With preventative maintenance, an asset owner performs regularly scheduled maintenance activities in order to prevent future failures, downtime or unplanned repairs. Regardless of industry, preventative maintenance tasks always have a few characteristics in common:
- The maintenance is systematic, meaning it is done according to a pre-established plan or method.
- The maintenance is regular, meaning it occurs at predetermined intervals.
- The maintenance is preventative, meaning that it is intended to prevent failures and unplanned repairs.
Any effective PM strategy requires coordination, documentation and scheduling. Managers will need to gather information on asset performance, develop a maintenance strategy and ensure that maintenance is being both properly performed and occurring at regular intervals.
Common examples of maintenance tasks in a data center include the physical inspection of servers, the review of server logs and software updates.
1. Time-Based/Calendar-Based Preventative Maintenance
Calendar-based maintenance occurs at a specific time, based on a calendar interval. For example, a data center may schedule a regular visual inspection of server vents to occur daily, weekly, or monthly. The same data center may also schedule bi-monthly backups of key digital assets.

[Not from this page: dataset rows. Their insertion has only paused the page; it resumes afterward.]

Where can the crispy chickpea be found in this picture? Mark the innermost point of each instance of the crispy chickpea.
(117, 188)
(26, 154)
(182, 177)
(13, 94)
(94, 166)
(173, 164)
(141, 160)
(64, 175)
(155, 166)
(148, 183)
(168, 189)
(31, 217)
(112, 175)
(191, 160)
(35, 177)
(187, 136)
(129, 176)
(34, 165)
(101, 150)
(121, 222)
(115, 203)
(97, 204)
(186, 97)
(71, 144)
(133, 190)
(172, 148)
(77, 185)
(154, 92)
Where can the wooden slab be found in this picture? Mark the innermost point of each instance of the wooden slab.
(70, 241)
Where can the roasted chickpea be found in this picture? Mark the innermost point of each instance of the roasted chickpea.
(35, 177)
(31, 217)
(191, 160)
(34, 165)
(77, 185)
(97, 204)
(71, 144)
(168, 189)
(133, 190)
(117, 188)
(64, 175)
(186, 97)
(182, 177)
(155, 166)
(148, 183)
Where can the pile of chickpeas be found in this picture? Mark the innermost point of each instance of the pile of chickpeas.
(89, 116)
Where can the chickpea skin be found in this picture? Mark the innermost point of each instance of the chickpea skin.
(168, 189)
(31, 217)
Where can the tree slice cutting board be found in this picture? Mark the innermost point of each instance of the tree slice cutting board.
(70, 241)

Intervals are generally determined based on the maintenance task being performed and a combination of historical performance data and industry best practices.
A data center may determine its inspection schedule based on recommendations from business partners, experience with past failures and data on equipment performance that can show when equipment performance begins to degrade without maintenance or inspections.

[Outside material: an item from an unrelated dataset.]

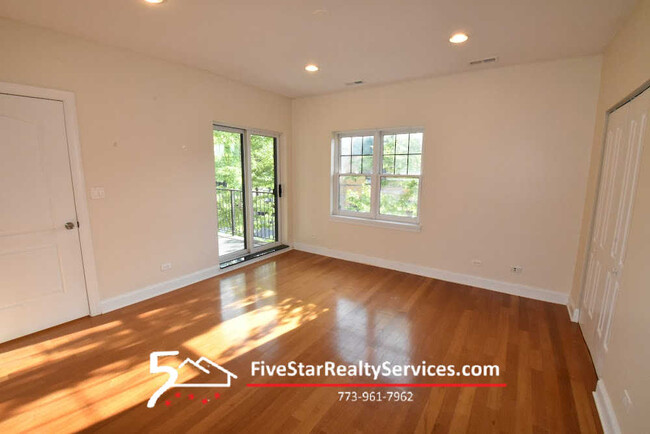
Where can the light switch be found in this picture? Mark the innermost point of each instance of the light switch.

These intervals will be a part of the data center’s overall maintenance plan and should be regularly reviewed to ensure that maintenance isn’t occurring too often or too infrequently.
Particularly intensive maintenance tasks — anything that requires a great deal of time, requires the disassembly or important equipment or requires that servers be taken offline — may need to be scheduled less frequently to balance the benefits of PM against the potential costs, like downtime.

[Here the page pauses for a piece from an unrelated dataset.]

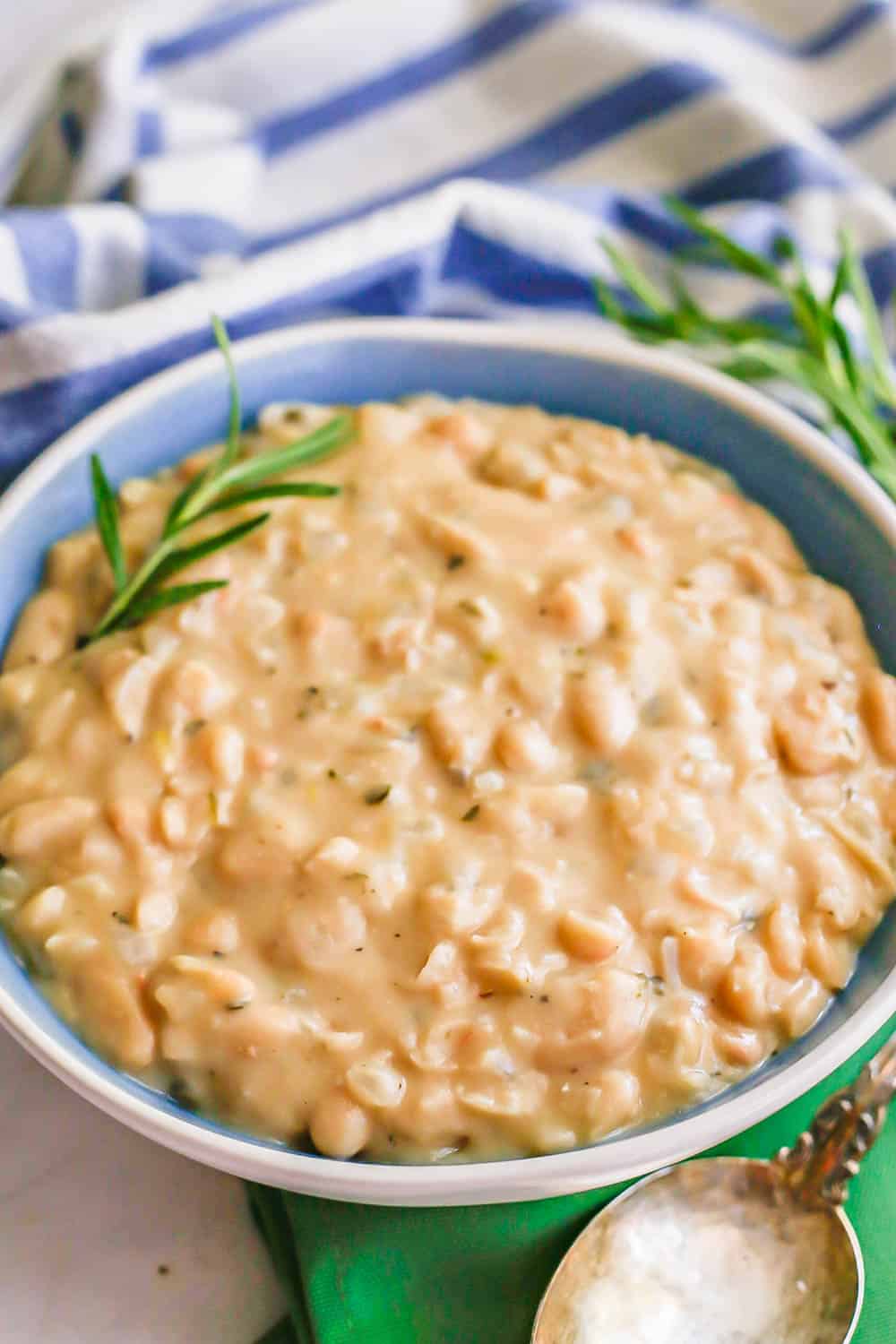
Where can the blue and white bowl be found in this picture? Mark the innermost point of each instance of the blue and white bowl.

2. Usage-Based Preventative Maintenance
With a usage-based PM strategy, maintenance tasks occur based on how frequently equipment is used. Instead of occurring automatically once enough time has passed, usage-based tasks only trigger when an asset has been online for long enough or experienced enough exposure to certain environmental conditions.
Usage-based PM is most useful for assets that are not used continuously. These assets may not degrade as quickly as assets that are used regularly or always online.
Some time-based maintenance may still be necessary for assets that otherwise benefit from usage-based maintenance. Components or equipment kept in storage can degrade over time due to environmental conditions like dust, UV or moisture. Inspecting these assets regularly can help businesses ensure that they are not degrading while not in use.
3. Predictive Maintenance (PdM)
A novel approach to improving preventative maintenance, predictive maintenance uses AI algorithms and big data analysis to forecast when maintenance will be necessary.
The algorithm uses historical asset performance data and real-time monitoring to see failure coming, allowing the asset owner to preemptively schedule maintenance in response to potential downtime. Common sources of real-time monitoring data include built-in equipment sensors, IoT monitoring devices and logging software.
Predictive maintenance can allow asset owners to minimize maintenance costs, reduce downtime and extend the lifespan of their assets.
Specific savings will vary from data center to data center, but the Department of Energy estimates that businesses can save between 8% to 12% on maintenance expenses by switching from PM to PdM. The same business would also cut downtime by 35% to 45%.
Using Preventative Maintenance in Data Centers
PM can be an invaluable tool for data center owners wanting to minimize downtime and maximize the lifespan of key assets.
Time-based PM or predictive maintenance will likely be most useful for assets that are online most of the time. Usage-based PM can be useful for assets that are used less frequently (or spend a great deal of time ideal or in storage).